In Guayaquil, Ecuador, ICT is collaborating with JUCONI, a local NGO working to rehabilitate street working children into family, school and community. The children’s daily lives are characterised by turbulent and violent family relationships and street involvement. They manifest signs of neglect, malnourishment, abuse and trauma. They lack appropriate adult support at home and (when attending) at school. Not surprisingly these children have been unable to sustain their education and, in the absence of any intervention, will enter adulthood without the skills, knowledge or stability to access safe, regular employment.
BFSS is supporting a project which provides the interventions that will create sustained access to education for at least 40 street and otherwise vulnerable children in Guayaquil. The project started with a baseline assessment of identified children’s educational and emotional developmental status, family information including the levels of violence, abuse and other dysfunctions in the home and an assessment of quality of teaching and management of school children. Project activities then commenced.

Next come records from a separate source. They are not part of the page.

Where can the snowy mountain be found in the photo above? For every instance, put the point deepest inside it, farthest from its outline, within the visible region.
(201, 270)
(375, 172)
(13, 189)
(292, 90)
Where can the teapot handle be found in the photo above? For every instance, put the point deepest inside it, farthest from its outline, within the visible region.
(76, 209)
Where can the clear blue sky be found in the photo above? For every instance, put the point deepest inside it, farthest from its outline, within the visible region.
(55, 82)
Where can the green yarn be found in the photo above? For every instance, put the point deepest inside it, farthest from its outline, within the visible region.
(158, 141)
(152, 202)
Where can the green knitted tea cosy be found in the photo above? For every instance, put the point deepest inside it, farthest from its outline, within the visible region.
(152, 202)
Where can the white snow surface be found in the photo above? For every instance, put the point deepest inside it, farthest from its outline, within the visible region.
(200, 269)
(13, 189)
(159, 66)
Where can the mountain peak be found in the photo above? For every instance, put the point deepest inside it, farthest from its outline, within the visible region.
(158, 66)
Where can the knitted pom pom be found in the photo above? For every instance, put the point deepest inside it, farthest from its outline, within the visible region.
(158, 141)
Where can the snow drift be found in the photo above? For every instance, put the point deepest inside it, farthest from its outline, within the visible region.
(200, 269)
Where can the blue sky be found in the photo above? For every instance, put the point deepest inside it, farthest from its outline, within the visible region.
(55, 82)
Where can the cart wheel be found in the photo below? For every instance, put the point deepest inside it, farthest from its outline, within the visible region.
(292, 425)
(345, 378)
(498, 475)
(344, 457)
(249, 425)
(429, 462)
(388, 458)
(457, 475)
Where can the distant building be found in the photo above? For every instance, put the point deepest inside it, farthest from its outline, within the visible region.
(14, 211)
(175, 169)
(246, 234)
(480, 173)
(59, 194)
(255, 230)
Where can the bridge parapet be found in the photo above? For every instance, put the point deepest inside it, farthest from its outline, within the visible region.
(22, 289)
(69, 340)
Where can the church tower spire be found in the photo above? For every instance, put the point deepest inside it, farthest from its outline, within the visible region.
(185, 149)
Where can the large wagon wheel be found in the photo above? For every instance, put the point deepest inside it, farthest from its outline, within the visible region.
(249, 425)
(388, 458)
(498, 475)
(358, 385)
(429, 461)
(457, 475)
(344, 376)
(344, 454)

These consist of family-based support sessions, workshops for children and parents respectively, and training workshops for teachers. Teachers, parents and children receive ongoing support and guidance to enable the children to sustain attendance and progress at school, leading to long-term improvement in their lives.Take-up of training has greatly exceeded expectations, with numbers recruited to the teacher workshops considerably in excess of plans.
Outputs so far include:
- Support for 30 families with street involved children and siblings; as a result 58 children now attend school and receive support to sustain regular attendance
- Peer workshops for 55 children covering self-esteem, preventing risky situations and violence and recognising and expressing emotions
- Workshops attended by 22 parents which cover the themes of the children’s workshops but include controlling stress, thus contributing to calmer family environments
- Training for 120 teachers (from 6 schools) via workshops which reinforce positive techniques in classroom management and understanding of deeply traumatised children.
- At least 40 children will be enrolled in school and sustaining regular attendance and/or will have significantly reduced or eliminated time working on the streets
- At least 40 children will have significantly improved their level of social and emotional development, self-esteem, confidence and social skills to interact effectively with parents, peers and teachers
- A minimum of 20 parents will have improved the support they provide to their children to ensure they stay in school
- 120 teachers (up from the original forecast of 57) from the 6 participating schools will have gained the skills that ensure they are able to recognise and support the needs of children at risk of dropping out of school.
“We identified that a way forward was to engage with the parents of children on the needs and difficulties presented in school.”
“We understand the reality of our sector and we have learned ways of relating to marginalised families and their children.”